The study was conducted by postdoctoral researcher Nathan Keim and professor Paulo Arratia, both of the Department of Mechanical Engineering and Applied Mechanics in Penn's School of Engineering and Applied Science. It was published in Physical Review Letters.
"If you're driving your car and you hit a lamppost, your car would be totally deformed," Arratia said. "That's plastic deformation because it's irreversible. When you put your car into reverse and back up away from the lamppost, it's not as if the car just springs back into shape. And even if you take it to the body shop and hammer it out to look like new, it's never going to be the same again on the atomic level."
"On the other end of the spectrum," Keim said, "there's elastic deformation. Those deformations are usually reversible rearrangements. If you take a piece of steel and deform it just a little bit, like sitting on the hood of your car rather than running it into a lamppost, it will come back exactly as it started, even on the microstructural level.
"What we were able to show with this model is that you can have something that's between the two ends of this spectrum, a hybrid regime that is plastic but also reversible."

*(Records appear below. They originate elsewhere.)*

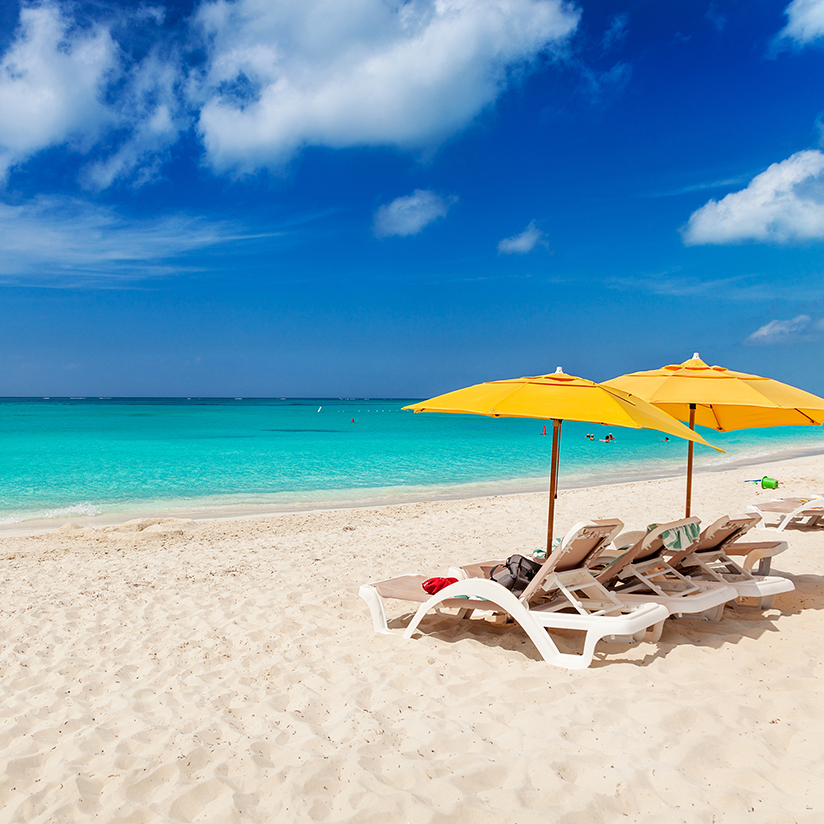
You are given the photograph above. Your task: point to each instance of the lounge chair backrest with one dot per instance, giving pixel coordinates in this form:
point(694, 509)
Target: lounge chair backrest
point(649, 546)
point(724, 531)
point(580, 546)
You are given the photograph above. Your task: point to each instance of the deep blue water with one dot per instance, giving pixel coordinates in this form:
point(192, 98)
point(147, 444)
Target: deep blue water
point(63, 457)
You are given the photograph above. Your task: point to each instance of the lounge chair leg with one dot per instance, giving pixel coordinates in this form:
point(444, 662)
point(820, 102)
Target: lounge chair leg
point(375, 604)
point(653, 633)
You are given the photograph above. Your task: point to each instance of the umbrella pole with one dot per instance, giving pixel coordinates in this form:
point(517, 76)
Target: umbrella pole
point(553, 483)
point(690, 448)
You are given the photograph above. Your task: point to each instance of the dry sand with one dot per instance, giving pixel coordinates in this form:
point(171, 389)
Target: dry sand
point(226, 671)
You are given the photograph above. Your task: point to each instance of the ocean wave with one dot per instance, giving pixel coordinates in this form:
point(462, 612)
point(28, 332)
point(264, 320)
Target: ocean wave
point(84, 509)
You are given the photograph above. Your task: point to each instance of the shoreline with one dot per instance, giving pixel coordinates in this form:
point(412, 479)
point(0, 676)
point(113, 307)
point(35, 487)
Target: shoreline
point(459, 492)
point(227, 671)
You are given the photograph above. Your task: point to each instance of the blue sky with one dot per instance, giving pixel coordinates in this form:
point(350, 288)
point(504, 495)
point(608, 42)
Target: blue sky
point(385, 198)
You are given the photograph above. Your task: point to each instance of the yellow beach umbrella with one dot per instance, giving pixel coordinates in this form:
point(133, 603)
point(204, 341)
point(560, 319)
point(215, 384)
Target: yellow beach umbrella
point(557, 397)
point(721, 399)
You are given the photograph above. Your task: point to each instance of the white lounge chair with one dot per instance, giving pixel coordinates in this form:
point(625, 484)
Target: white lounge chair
point(562, 595)
point(808, 511)
point(639, 571)
point(710, 559)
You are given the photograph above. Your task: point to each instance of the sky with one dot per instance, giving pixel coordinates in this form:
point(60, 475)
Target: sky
point(379, 198)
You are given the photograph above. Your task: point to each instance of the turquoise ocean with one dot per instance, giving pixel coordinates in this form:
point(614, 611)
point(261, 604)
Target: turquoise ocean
point(107, 459)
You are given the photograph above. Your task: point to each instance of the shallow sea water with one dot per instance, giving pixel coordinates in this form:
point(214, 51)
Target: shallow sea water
point(66, 458)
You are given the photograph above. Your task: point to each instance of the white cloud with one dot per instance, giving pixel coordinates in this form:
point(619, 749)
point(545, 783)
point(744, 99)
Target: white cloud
point(284, 75)
point(805, 21)
point(150, 107)
point(782, 204)
point(525, 242)
point(780, 331)
point(51, 79)
point(409, 215)
point(64, 241)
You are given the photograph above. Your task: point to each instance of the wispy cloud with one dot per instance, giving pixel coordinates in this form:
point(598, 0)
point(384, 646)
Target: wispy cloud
point(281, 76)
point(785, 331)
point(525, 242)
point(66, 242)
point(698, 187)
point(739, 288)
point(781, 205)
point(805, 23)
point(411, 214)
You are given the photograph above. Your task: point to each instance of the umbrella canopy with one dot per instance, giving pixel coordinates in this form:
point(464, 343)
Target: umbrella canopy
point(721, 399)
point(557, 397)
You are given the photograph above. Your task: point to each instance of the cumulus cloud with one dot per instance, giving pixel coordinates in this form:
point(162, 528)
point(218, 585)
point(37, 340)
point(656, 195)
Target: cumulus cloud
point(525, 242)
point(51, 83)
point(783, 204)
point(149, 108)
point(281, 76)
point(805, 21)
point(781, 331)
point(65, 241)
point(409, 215)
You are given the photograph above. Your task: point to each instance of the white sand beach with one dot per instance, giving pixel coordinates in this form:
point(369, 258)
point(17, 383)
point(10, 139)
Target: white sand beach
point(226, 671)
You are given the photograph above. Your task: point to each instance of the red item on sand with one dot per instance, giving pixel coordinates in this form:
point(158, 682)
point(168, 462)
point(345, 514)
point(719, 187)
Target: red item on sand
point(434, 585)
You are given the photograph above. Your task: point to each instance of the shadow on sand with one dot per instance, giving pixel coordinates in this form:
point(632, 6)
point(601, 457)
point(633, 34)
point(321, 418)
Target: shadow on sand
point(737, 624)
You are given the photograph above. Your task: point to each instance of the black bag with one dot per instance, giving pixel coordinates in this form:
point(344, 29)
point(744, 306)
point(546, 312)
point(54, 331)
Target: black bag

Simultaneously investigating both the macroscopic and microscopic behavior of a material under stress time is a challenge: bulk materials are generally opaque, so seeing what is happening inside of them while they maintain their bulk properties is impossible. To provide a window to this inner world, the researchers built a model material that sacrifices complexity for access.
"The complexity we sacrificed is the third dimension," Keim said. "We have made an effectively 2-D material in the lab that consists of microscopic particles that sit on an oil-water interface. These particles have a little electric charge that keeps them constantly pushing away from each other, which means you can think of them as drops of liquid in an emulsion or even as atoms."
The researchers used this model material to study a behavior known as the "yielding transition," which is how disordered solids begin to flow. Just as toothpaste doesn't immediately flow out of the tube and ketchup doesn't pour out of the bottle once the cap is removed, the particles of a disordered solid are jammed against one another and don't easily rearrange themselves unless outside energy is added.
In the case of ketchup, this outside energy often takes the form of tapping the side of the bottle. In the case of this model material, the researchers added this energy by way of a needle that also sat at the material's oil-water interface, in the plane with the rest of the particles. Using an electromagnetic field, they could swing the needle back and forth against the particles and measure how much resistance they provided.
In experimenting with this model material, the researchers were surprised by what they described as a "learned behavior." They found that by repeatedly moving the needle back and forth, irreversibly deforming the material many times, the particles eventually rearranged themselves in such a way that they went back to their original state after each cycle of deformation.
"The material can reorganize itself so that the link between plasticity and irreversibility is broken," Arratia said. "The material flows slightly, and yet, at the end of each cycle, it is exactly unchanged."
Critically, this reversible rearrangement of particles is not like what happens in elastic deformations.
"After the material is deformed," Keim said, "it doesn't just bounce back to its original state. Rather than just pushing back elastically, like a spring would, it gives a little bit and dissipates energy, more like a viscous fluid than a solid."
Having a mix of plastic and elastic properties is potentially useful.
"You might want this in materials where the alternative to flowing is shattering," Keim said. "You'd rather that it deform a little bit before breaking, and you'd also want things not to be severely altered or damaged by being deformed again and again. This kind of plastic deformation also dissipates a lot more energy; you want the body of your car to absorb the energy of an impact and dissipate it, not transfer it to you."
While this behavior has now only been observed in the researchers' model material, understanding the conditions in which it arises could lead to ways of producing it in materials that might be used outside the lab.
"We are designing for failure," Arratia said. "Elastic deformation is pretty great, but it can't last forever, eventually something has to give. And when it gives, this would be a pretty great way to do it. You'd like that transition to be as graceful and non-destructive as possible."
The research was supported by the National Science Foundation through Penn's Materials Science Research and Engineering Center.